Tuesday, January 3, 2012

Let's make some Kaiser Rolls!

For over a year now, I've been writing a monthly bread baking column on Serious Eats. Starting this month, I've got a new column called Knead the Book, where I cook five recipes from a bread baking cookbook.

This column follows in the footsteps of the long-running Cook the Book column, and uses the same format. If you wander over to Serious Eats, you can win a copy of the book I'm writing about over there. Go. Look.

Meanwhile, here's one of the columns, and a recipe for Kaiser rolls, too:

Choosing which “classic” bread recipes to make from The Fundamental Techniques of Classic Bread Baking was difficult – there were so many choices. I decided to make Kaiser rolls because I was intrigued  – and slightly confused – by the folding technique.

Kaiser rolls can be made with a stamp, but who has one? Well, okay, I do. But most people don’t. And the times I used the stamp, I wasn’t wild about the results, So I was pretty happy to see instructions for folding the dough. Really it’s more like tying a knot. Dough macramé.

To be perfectly honest, the instructions baffled me the first few times I read them. Then I rolled up a kitchen towel and used that to practice on. After a couple of tries, it made sense.

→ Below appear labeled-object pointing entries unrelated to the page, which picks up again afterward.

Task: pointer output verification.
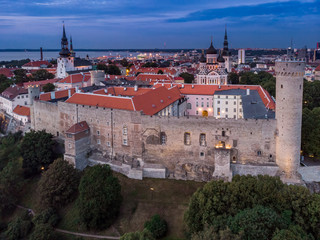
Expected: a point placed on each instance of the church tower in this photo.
(226, 53)
(289, 90)
(73, 54)
(65, 62)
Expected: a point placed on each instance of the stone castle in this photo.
(181, 147)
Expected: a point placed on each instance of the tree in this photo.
(144, 235)
(49, 87)
(42, 74)
(256, 223)
(37, 150)
(4, 82)
(99, 197)
(20, 76)
(157, 226)
(188, 78)
(59, 184)
(209, 233)
(19, 228)
(233, 78)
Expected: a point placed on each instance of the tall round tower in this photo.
(289, 90)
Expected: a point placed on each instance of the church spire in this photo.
(64, 44)
(225, 51)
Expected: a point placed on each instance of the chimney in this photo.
(53, 95)
(41, 54)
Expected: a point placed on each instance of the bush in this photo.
(256, 223)
(59, 184)
(43, 232)
(48, 216)
(144, 235)
(99, 197)
(37, 151)
(157, 226)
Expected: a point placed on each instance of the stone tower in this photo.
(33, 93)
(289, 89)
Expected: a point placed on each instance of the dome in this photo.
(211, 49)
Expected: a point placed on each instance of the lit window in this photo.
(187, 139)
(163, 138)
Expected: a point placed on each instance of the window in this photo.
(125, 135)
(202, 139)
(187, 139)
(235, 143)
(163, 138)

When I started working with the dough, the elasticity of the dough made it easy to work with, but then I had to figure out exactly how long to made the “legs” after I made the loop (and seriously, the book calls for a 12-inch piece of dough, but once you start handling it, it stretched quite a bit.) Even when the rolls looked pretty good after they were formed, they didn’t all bake perfectly. This is a technique that needs a bit of practice to get it right, but when the rolls look just right, it’s well worth the effort. So much better than rolls made with a stamp.

Kaiser Rolls
adapted from The Fundamental Techniques of Classic Bread Baking by the French Culinary Institute


812 grams /1 pound 12 2/3 ounces bread flour
430 grams / 15 1/8 ounces water
41 grams / 1 1/2 ounces eggs
29 grams / 1 ounce fresh yeast
19 grams / 2/3 ounce vegetable oil
16 grams / 1/2 ounce malt syrup
19 grams 2/3 ounce salt
18 grams / 2/3 ounce sugar

Prepare the mise en place.

Combine the bread flour with the water, eggs, yeast, vegetable oil, and malt syrup in the bowl of a standing electric mixer fitted with the hook. Mix on low speed for about 4 minutes, or until blended.

Add the salt and sugar, increase the mixer speed tp medium, and mix for about 8 minutes, or until the dough begins to pull away from the sides of the bowl, feels elastic, and gives some resistance when tugged.

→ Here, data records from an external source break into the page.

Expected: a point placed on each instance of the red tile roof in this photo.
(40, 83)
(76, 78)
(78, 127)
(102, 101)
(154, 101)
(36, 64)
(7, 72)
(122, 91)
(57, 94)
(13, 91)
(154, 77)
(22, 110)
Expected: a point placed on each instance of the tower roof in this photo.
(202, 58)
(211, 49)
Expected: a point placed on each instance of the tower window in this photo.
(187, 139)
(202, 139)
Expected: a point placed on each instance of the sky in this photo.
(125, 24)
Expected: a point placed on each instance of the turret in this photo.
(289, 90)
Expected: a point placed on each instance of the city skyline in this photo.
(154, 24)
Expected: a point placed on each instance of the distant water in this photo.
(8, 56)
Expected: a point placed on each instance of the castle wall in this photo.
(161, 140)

Lightly oil a large bowl or container.

Scrape the dough into the prepared bowl. Cover the bowl with plastic film and set aside to ferment for 1 hour.

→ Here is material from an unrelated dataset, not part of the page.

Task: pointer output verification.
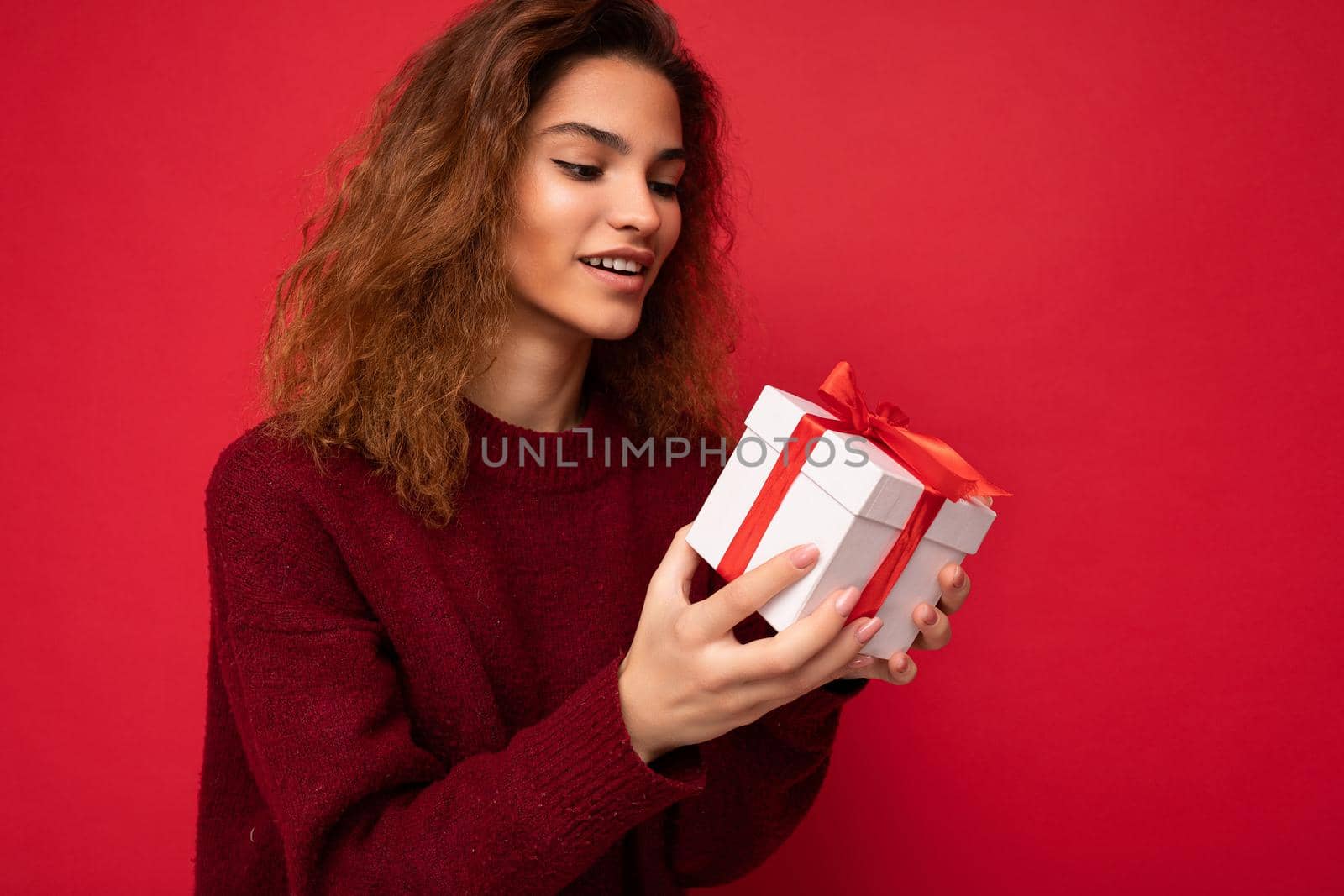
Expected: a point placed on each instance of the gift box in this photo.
(887, 506)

Lightly flour a clean, flat work surface.

Uncover the dough and divide it into 12 115-gram / 4-ounce rounds on the floured surface. Cover with plastic film and bench rest for 15 minutes.

Line two sheet pans with parchment paper.

Uncover the dough and, if necessary, lightly flour the work surface. If you have a kaiser roll stamp, press the center of the roll with it. If you don’t have a stamp, lightly press on the dough to degas and carefully shape each round into a baguette about 12 inches long. Working with one piece at a time, form each baguette into a loop, crossing the ends with the right end being on the bottom.



Pull the right end up and over the center of the loop and the push it under in the same direction.


The left loop should now be pointing right. Take the left end and pull it up and under the center hole and then connect it to the other end.


You should now have a roll that is rather like a rosette.


Place 6 rolls, seam side down, onto each of the prepared pans. Cover with plastic film and proof for 1 hour.

About an hour before you are ready to bake the rolls, preheat the oven to 400 degrees.

Uncover the dough and transfer the rolls to the preheated oven. Bake for 22 minutes, or until the rolls are golden brown and crisp.

Remove from the oven and transfer to wire racks to cool.

This has been submitted to Yeastspotting.